J.P.
J.P.

Reputation: 141

Using a dictionary of dictionaries to store constants

I'm currently in the middle of making a web app in Python. It will contain and use a lot of unchanging data about several things. This data will be used in most of the app to varying degrees.

My original plan was to put this data in a database with all the other changing data, but to me this seems excessive and a potential and unnecessary choke point (as the same data will be queried multiple times / in various combinations on most page loads / interactions).

I've rewritten it so that the data is now stored in several dictionaries of dictionaries (i.e. in memory), essentially being constants, from which the data is accessed through functions. The data looks a bit like this:

{
    0: {
           'some_key': 'some_value',
           'another_key': 'another_value',
           ...
    },
    ...
}

Is this memory efficient?
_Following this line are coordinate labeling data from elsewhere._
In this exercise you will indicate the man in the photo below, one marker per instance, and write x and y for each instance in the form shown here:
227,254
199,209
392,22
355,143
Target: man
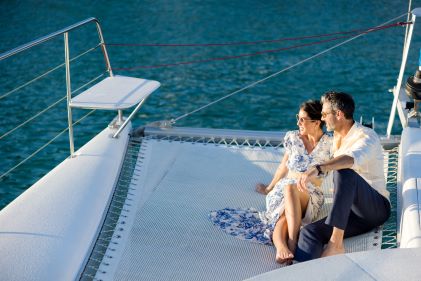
360,201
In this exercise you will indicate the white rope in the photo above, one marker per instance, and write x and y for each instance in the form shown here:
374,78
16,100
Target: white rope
174,120
46,73
44,146
48,108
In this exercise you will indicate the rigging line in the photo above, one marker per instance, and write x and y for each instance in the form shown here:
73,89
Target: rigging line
174,120
46,73
44,146
241,42
47,108
253,54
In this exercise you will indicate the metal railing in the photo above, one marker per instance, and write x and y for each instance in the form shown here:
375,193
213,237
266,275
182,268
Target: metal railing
65,32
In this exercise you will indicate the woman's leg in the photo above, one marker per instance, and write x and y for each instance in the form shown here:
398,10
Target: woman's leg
295,208
280,236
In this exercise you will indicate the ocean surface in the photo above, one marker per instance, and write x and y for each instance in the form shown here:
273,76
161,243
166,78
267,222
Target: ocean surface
366,67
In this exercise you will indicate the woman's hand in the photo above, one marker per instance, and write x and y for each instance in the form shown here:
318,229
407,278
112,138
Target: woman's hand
262,188
305,178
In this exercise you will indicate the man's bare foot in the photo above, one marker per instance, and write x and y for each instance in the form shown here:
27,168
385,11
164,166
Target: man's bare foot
261,188
333,249
283,255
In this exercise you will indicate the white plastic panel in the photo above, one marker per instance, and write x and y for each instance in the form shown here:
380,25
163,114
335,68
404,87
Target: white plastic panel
113,93
410,191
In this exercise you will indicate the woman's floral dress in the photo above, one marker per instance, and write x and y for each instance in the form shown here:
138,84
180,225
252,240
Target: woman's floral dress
250,224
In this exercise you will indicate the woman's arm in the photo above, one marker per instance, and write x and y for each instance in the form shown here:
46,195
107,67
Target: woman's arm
280,173
337,163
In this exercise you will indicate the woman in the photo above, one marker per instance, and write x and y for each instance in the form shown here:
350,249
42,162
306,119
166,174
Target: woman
286,207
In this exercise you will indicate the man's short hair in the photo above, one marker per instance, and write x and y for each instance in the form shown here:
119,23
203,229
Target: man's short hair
340,101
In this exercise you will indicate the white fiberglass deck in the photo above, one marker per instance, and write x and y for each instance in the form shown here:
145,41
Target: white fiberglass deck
165,233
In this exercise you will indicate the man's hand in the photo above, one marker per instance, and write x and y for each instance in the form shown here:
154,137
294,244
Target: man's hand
262,188
305,178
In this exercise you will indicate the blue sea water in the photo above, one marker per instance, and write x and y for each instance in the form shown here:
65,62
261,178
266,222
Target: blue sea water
366,67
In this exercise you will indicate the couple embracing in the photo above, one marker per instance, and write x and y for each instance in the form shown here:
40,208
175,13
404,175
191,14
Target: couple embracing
294,197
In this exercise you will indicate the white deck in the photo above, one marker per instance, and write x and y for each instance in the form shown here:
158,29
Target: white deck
167,234
48,231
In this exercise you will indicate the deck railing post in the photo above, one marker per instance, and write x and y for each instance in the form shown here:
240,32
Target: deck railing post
104,49
398,86
69,92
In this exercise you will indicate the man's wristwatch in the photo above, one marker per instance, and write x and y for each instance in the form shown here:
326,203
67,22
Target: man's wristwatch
319,170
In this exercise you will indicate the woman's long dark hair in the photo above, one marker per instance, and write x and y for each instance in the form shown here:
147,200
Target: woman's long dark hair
314,110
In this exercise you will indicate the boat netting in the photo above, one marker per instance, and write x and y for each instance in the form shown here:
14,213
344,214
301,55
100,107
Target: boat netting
157,227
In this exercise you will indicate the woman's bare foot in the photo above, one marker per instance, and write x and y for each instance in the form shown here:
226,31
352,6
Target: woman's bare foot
283,255
333,249
292,244
261,188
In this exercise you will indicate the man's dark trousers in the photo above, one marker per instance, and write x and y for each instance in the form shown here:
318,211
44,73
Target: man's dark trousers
357,208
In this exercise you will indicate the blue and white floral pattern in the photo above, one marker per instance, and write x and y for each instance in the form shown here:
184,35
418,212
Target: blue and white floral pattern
250,224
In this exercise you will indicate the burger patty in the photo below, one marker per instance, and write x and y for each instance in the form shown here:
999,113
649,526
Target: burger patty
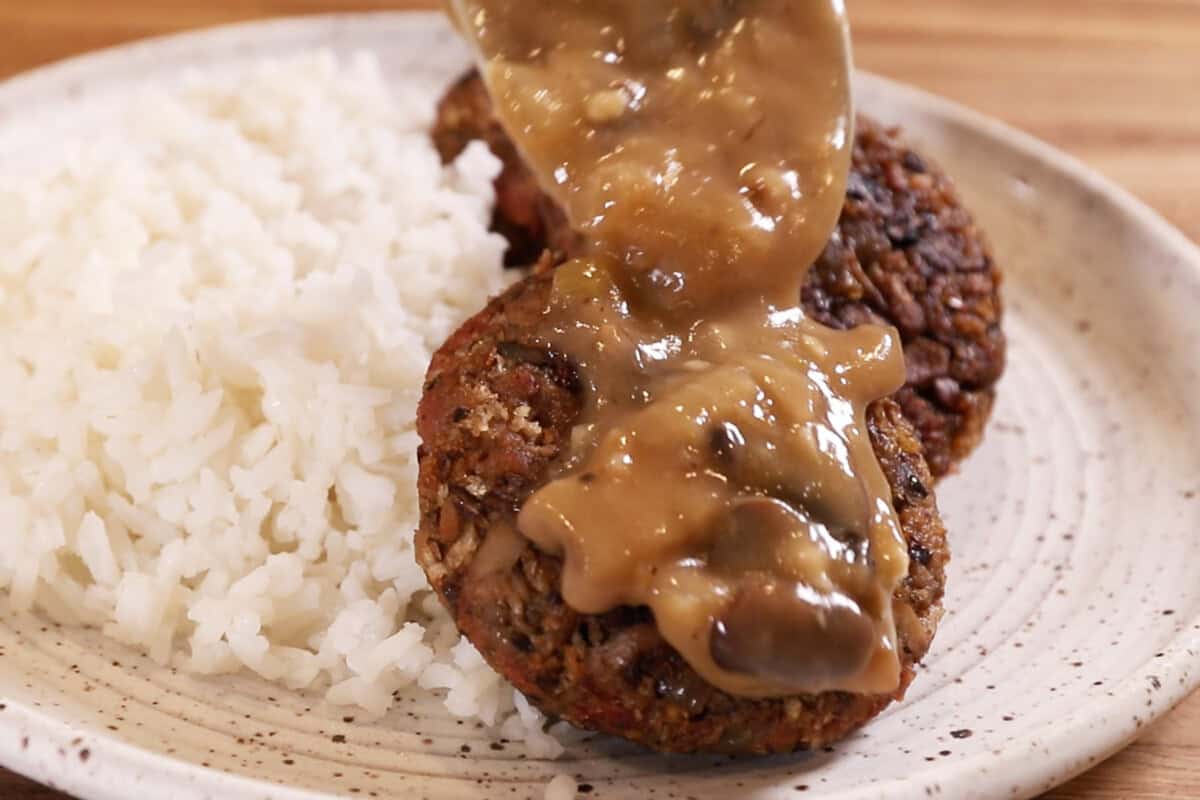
906,253
497,410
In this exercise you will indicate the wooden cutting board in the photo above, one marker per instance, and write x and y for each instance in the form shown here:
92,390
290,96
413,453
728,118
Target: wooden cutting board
1113,82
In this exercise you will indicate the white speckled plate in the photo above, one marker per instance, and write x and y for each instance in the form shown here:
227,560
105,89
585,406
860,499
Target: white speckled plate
1074,606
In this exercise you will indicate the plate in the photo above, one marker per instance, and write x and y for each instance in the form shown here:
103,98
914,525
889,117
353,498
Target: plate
1074,611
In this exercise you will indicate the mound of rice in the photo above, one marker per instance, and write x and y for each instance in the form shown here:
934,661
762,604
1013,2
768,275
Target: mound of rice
215,319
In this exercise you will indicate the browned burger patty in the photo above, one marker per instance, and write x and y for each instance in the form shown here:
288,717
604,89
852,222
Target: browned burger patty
906,253
497,410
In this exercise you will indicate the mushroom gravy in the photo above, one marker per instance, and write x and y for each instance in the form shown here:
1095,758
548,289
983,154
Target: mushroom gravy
723,473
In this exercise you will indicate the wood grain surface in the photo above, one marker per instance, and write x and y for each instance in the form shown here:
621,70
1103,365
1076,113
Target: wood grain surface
1113,82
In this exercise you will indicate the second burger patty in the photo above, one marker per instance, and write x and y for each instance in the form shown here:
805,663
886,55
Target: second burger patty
906,253
497,411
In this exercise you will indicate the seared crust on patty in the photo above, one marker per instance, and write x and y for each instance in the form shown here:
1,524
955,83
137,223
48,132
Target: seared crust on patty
497,410
906,253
Is there a more tried and true / pythonic / just plain better (in terms of speed, memory use, etc.) way of doing this kind of thing? Is using a database actually the best way of doing it?

Upvotes: 1

Views: 231

Answers (2)

Marcin
Marcin

Reputation: 49816

There's nothing especially wrong with this approach, but I'll note some issues:

  1. Why nested dictionaries? Why not a flat dict, or even a module filled with variables?

  2. If these are "objecty" data, why not store them in actual objects? Again, these could live in variables in a module, or in a dict.

  3. Your web framework may already have a solution for this specific problem.

Upvotes: 4

ChrisProsser
ChrisProsser

Reputation: 13088

This seems like a perfectly sensible way of storing your reference data so long as you have plenty of memory for the data that you need to hold. I agree that this should be quicker than reading from a database as the data will already be in memory and sorted for efficient access.

If you don't want to store this data actually in your source code you could store it in a json file (json.dump() to write out to a file and json.load() to read back in). But you would want to read this into memory at the point of the application starting up and then just keep it in memory rather than going back to the file for it every time.